Behind the Hymn: I Need Thee Every Hour
I recently came across this hymn during a devotional and was drawn to the words. I was also reminded that this is not a hymn I hear sung in church very often any more. Yet, even today the message seems to remain the same. We need Jesus every hour of every day.
This hymn was written by Annie Sherwood Hawks. She was born on May 28, 1835 in Hoosick, New York.
By the age of fourteen, Hawks was writing poems that were being published in a variety of newspapers.
In 1859, she married Charles Hawks and focused on raising their three children.
Dr. Robert Lowry, a prominent writer of gospel songs, was her pastor at Hanson Place Baptist Church in Brooklyn, N. Y. Lowry encouraged her gift of poetry. Dr. Lowry promised to write the music for her poems and encouraged her to continue writing prose.
I Need Thee Every Hour was written in June 1872.

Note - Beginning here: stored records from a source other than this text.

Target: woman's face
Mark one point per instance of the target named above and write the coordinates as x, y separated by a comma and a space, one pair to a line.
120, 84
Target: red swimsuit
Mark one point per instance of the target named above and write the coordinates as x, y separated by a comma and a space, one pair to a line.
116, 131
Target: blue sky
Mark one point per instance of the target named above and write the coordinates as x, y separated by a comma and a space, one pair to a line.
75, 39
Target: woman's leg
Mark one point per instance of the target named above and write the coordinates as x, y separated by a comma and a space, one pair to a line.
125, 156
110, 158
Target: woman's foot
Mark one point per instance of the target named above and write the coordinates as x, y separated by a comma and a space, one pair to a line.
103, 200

Hawks writes, “One day as a young wife and mother of 37 years of age, I was busy with my regular household tasks during a bright June morning. Suddenly, I became so filled with the sense of nearness to the Master that, wondering how one could live without Him, either in joy or pain, these words were ushered into my mind, the thought at once taking full possession of me — ‘I Need Thee Every Hour. . . . Seating myself by the open windows, I caught up my pencil and committed the words to paper –
almost as they are today”
She took the poem to Lowry, who added the refrain and music to the poem. Mrs. Hawks continued by explaining “For myself, the hymn, at its writing, was prophetic rather than expressive of my own experiences, for it was wafted out to the world on the wings of love and joy, instead of under the stress of great personal sorrow, with which it has often been associated.”
In 1872, Ira Sankey, used this hymn at the National Baptist Sunday School Association Convention. The following year the song appeared in the Royal Diadem for the Sunday School, which was compiled by Lowry and William Doane.

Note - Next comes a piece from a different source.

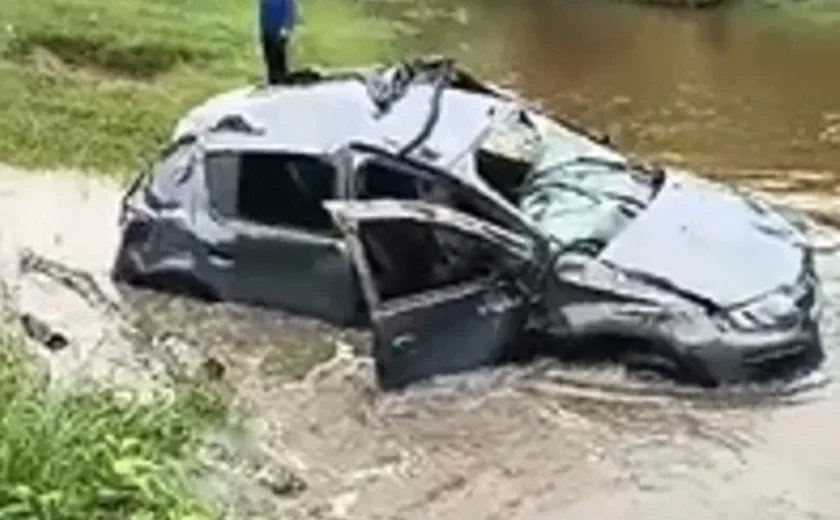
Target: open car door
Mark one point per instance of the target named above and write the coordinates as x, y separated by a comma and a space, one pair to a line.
442, 286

The fact that “I Need Thee” is repeated 20 times throughout the hymn.
Following the death of her husband, Hawks reflected on the power of her song: “I did not understand at first why this hymn had touched the great throbbing heart of humanity. It was not until long after, when the shadow fell over my way, the shadow of a great loss, that I understood something of the comforting power in the words which I had been permitted to give out to others in my hour of sweet serenity and peace.”
Hawks wrote over 400 hymn text, but I Need Thee Every Hour is the only one sung today. Her hymns were published in a variety of popular Sunday School hymnbooks of the day.
Mrs. Hawks died on January 3, 1918 in Bennington, Vermont.